Yelena Isinbayeva has launched an attack on whistleblowers ©Getty Images

Double Olympic pole vault champion Yelena Isinbayeva has launched a fierce attack on whistleblowers who have revealed details about alleged Russian doping.

The 34-year-old, appointed head of the Russian Anti-Doping Agency (RUSADA) last month, reacted to the latest documentary on German channel ARD on her Instagram and Facebook pages.

Russia remains suspended by the International Association of Athletics Federations (IAAF) due to doping concerns and Isinbayeva has been a vocal critic of the way her country has been treated. 

In the documentary, broadcast on Sunday (January 22) and spearheaded by journalist Hajo Seppelt, Russian 1500 metres runner Andrey Dmitriev discussed banned Russian coaches who he said were still working.

Secret video footage of suspended coach Vladimir Kazarin, seen in a sports hall in Chelyabinsk during a training session for 400m runner Artem Denmukhametov, was shown.

"You say that we are changing, but these people are still there," Dmitriev told ARD.

Other Russian whistleblowers include husband and wife Vitaly Stepanov and Yuliya Stepanova, forced to flee to the United States after they provided evidence of state-sponsored doping in 2014.

Isinbayeva, however, believes whistleblowers should go to the authorities instead of the media.

Yelena Isinbayeva has been a vocal critic of Russia's expulsion from the international fold ©Getty Images
Yelena Isinbayeva has been a vocal critic of Russia's expulsion from the international fold ©Getty Images

"I would like to express my point of view on the recently appeared doping story video from another informant," the International Olympic Committee Athletes' Commission member said.

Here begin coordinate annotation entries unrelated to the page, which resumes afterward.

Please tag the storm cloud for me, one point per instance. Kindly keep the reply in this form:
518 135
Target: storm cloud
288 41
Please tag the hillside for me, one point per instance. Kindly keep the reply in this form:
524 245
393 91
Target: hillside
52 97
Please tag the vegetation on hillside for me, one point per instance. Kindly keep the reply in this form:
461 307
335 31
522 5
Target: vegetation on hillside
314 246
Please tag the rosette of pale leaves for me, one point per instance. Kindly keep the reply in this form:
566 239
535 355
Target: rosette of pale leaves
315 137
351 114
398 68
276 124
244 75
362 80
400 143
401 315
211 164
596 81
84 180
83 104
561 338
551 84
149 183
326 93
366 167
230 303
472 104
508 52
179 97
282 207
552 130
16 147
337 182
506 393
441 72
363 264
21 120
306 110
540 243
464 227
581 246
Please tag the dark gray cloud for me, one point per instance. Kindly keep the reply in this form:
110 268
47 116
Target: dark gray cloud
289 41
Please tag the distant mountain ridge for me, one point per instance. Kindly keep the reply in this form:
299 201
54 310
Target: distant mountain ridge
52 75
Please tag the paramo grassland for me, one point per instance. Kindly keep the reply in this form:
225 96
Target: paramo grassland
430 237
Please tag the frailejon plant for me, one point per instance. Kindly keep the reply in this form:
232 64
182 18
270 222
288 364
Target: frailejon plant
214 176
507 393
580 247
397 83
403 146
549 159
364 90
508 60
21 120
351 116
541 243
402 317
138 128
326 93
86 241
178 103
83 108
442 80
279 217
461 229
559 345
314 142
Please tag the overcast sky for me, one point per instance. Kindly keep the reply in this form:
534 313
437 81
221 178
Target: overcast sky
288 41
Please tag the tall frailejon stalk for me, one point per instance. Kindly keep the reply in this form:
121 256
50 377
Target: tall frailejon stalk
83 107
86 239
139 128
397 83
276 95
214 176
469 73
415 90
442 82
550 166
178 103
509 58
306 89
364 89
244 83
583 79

"I have a question: why don’t the informants contact investigating authorities instead of filming material on a hidden camera and then selling it?

"Why don’t they go to the Ministry of Sports or anti-doping agency to declare the violations? 

"Why are all athletes accused again with no evidence? 

"All around the world the facts of anti-doping violations by certain athletes and their staff are considered as their own personal responsibility."

The pole vaulter, Olympic champion at Athens 2004 and Beijing 2008 but who had to miss Rio 2016 because of her country's ban, said the phrase "state-sponsored doping" also needed more explanation.

"In my opinion, in order to declare 'state support of doping', it is necessary to define what the word state means," she said. 

"Is it the President and his subordinates or is it any citizen of the Russian Federation?

"I am, by all means, against doping, against those people who violate anti-doping rules, but also I am against those, who with no evidence and reasons it brings together the guilty and the innocent athletes making him/herself a fighter for justice and blaming everybody around.

"And what is typical is that our country and our clean athletes are denigrated exactly by those sportsmen who failed in sports.

"I declare that clean sport was, is and will be in Russia, and my career is its confirmation. 

"For us, our health and our reputation are more important than dirty medals.

"In our country, there is a huge number of honest professional athletes who will tell about their cleanness themselves. 

"Unfortunately, those sportsmen who have no relation to doping, are suffering because of people who failed in sports, violated anti-doping rules and wanted to earn money in such way."

The IAAF Taskforce led by Rune Andersen has visited Russia over the last two days ©Getty Images
The IAAF Taskforce led by Rune Andersen has visited Russia over the last two days ©Getty Images

Isinbayeva's comments coincide with the final day of a two-day visit to Russia by the IAAF Taskforce overseeing the country's potential reinstatement to international competition.

Russia were banned by the IAAF in November 2015.

The Taskforce is due to report to the IAAF's ruling Council at its meeting in Cap d’Ail in France on February 6.

Last month, the Council ruled that the suspension would remain in place as convincing evidence "that anti-doping procedures within its borders can be conducted effectively and without interference" had not been provided.

Russian Athletics Federation President Dmitry Shlyakhtin said he was expecting the IAAF to provide a time-frame for athletes to return to action.

"We expect that they will give us a specific answer shortly about when our athletes will receive specific information on their participation in tournaments," he told Rossiya 24.

The IAAF will not be commenting until the February Council meeting.